A Bayesian Optimization approach for calibrating large-scale activity-based transport models
Serio Agriesti, Vladimir Kuzmanovski, Jaakko Hollmén, Claudio Roncoli, Bat-hen Nahmias-Biran
TL;DR
This work tackles the calibration bottleneck in large-scale activity-based transport models by introducing a Bayesian Optimization framework that uses an improved Random Forest surrogate to guide global parameter search. By modeling the surrogate with an Expected Improvement acquisition and optimizing acquisitions via LBFGS-B, the approach scales to high-dimensional parameter spaces (e.g., 477 behavioral parameters in Tallinn) without requiring exhaustive ABM runs. The case study demonstrates substantial alignment with baseline data, achieving an OD error of 15.92 vehicles per day and a 4% error in total trips, highlighting the method's practicality for disaggregate, behaviorally grounded transport analysis.

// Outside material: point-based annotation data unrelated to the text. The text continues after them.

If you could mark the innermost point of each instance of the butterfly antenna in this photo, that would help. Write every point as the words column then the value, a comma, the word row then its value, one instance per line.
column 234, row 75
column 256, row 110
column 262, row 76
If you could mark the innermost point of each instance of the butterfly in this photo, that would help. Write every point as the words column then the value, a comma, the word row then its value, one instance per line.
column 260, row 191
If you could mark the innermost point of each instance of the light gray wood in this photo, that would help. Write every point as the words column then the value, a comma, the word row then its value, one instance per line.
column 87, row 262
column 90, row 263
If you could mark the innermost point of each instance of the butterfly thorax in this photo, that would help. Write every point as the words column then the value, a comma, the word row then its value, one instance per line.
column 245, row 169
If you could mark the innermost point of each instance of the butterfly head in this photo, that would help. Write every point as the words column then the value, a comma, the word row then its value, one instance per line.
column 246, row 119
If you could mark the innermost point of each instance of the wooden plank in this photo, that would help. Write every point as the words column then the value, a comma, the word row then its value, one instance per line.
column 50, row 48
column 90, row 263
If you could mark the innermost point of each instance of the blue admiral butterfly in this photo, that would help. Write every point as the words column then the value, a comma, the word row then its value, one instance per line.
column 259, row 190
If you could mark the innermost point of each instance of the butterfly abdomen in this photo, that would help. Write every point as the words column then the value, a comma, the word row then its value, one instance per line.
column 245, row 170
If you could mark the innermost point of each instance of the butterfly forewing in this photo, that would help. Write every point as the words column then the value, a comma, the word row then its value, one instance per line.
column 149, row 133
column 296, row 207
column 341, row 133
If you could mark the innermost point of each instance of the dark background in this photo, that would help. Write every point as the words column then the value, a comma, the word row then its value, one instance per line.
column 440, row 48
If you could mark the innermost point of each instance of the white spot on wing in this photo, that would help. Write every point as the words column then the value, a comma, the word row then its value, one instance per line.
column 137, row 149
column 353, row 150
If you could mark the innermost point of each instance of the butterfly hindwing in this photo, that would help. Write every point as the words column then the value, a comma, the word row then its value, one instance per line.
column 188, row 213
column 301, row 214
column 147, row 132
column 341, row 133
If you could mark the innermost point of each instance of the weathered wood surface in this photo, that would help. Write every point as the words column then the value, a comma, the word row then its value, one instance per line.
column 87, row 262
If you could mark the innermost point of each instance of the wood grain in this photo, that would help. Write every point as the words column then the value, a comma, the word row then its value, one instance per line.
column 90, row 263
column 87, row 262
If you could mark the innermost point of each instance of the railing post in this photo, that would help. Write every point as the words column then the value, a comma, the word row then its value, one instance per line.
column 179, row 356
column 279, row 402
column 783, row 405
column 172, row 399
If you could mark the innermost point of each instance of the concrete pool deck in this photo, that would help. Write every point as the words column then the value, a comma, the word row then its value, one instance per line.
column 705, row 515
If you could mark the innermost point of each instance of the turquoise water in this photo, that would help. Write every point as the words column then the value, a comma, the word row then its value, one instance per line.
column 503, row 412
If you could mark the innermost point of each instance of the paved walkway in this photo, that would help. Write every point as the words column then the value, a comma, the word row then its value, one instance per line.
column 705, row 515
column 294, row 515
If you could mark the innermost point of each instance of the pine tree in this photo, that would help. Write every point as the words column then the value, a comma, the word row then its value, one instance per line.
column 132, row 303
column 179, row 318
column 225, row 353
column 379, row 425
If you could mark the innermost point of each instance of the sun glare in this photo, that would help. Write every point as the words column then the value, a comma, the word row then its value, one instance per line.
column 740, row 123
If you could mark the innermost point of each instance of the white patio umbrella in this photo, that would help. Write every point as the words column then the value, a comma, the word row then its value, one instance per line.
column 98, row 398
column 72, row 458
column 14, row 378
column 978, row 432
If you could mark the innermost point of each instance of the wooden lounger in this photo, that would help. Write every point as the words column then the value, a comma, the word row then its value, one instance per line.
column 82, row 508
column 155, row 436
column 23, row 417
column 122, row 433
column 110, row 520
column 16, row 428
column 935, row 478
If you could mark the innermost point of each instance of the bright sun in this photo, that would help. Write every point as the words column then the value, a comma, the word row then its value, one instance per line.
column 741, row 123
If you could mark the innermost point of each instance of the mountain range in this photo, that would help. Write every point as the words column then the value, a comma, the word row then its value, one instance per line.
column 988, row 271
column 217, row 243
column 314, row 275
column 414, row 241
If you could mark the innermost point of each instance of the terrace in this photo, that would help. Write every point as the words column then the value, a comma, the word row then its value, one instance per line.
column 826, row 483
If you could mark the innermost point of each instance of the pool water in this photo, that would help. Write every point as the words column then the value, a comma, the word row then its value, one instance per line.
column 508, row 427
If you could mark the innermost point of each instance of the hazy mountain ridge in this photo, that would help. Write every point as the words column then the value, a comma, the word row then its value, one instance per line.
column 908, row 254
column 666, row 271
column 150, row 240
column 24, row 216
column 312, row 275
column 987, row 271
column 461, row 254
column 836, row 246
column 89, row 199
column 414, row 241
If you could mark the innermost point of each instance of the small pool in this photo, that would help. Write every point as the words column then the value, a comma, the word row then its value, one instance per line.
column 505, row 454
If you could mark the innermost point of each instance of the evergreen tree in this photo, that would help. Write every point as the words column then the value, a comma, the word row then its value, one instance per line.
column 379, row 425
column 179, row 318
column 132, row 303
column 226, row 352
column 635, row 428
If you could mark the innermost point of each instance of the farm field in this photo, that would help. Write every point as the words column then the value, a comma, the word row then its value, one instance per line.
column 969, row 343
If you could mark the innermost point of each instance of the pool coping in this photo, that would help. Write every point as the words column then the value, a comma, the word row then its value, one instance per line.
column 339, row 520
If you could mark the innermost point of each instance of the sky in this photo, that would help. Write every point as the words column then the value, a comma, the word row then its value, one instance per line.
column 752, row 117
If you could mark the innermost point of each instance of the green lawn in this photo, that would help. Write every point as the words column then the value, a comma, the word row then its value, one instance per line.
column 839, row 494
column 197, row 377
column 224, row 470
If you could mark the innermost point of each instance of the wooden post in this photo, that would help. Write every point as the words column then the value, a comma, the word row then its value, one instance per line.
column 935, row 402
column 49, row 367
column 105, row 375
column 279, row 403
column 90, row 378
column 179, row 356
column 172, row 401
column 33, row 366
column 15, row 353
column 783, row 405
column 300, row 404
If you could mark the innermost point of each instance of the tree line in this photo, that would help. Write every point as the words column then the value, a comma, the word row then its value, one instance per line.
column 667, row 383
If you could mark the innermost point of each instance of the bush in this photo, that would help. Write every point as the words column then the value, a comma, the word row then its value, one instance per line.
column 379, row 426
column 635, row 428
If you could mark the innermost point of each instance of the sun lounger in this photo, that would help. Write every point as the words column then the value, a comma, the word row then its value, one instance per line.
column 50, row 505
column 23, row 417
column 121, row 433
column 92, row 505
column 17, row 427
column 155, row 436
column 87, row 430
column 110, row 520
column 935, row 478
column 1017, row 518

The contribution advances automated, scalable calibration for ABMs and provides open-source data, enabling broader adoption and application to policy analysis and new-technology scenarios.
Abstract
The use of Agent-Based and Activity-Based modeling in transportation is rising due to the capability of addressing complex applications such as disruptive trends (e.g., remote working and automation) or the design and assessment of disaggregated management strategies. Still, the broad adoption of large-scale disaggregate models is not materializing due to the inherently high complexity and computational needs. Activity-based models focused on behavioral theory, for example, may involve hundreds of parameters that need to be calibrated to match the detailed socio-economical characteristics of the population for any case study. This paper tackles this issue by proposing a novel Bayesian Optimization approach incorporating a surrogate model in the form of an improved Random Forest, designed to automate the calibration process of the behavioral parameters. The proposed method is tested on a case study for the city of Tallinn, Estonia, where the model to be calibrated consists of 477 behavioral parameters, using the SimMobility MT software. Satisfactory performance is achieved in the major indicators defined for the calibration process: the error for the overall number of trips is equal to 4% and the average error in the OD matrix is 15.92 vehicles per day.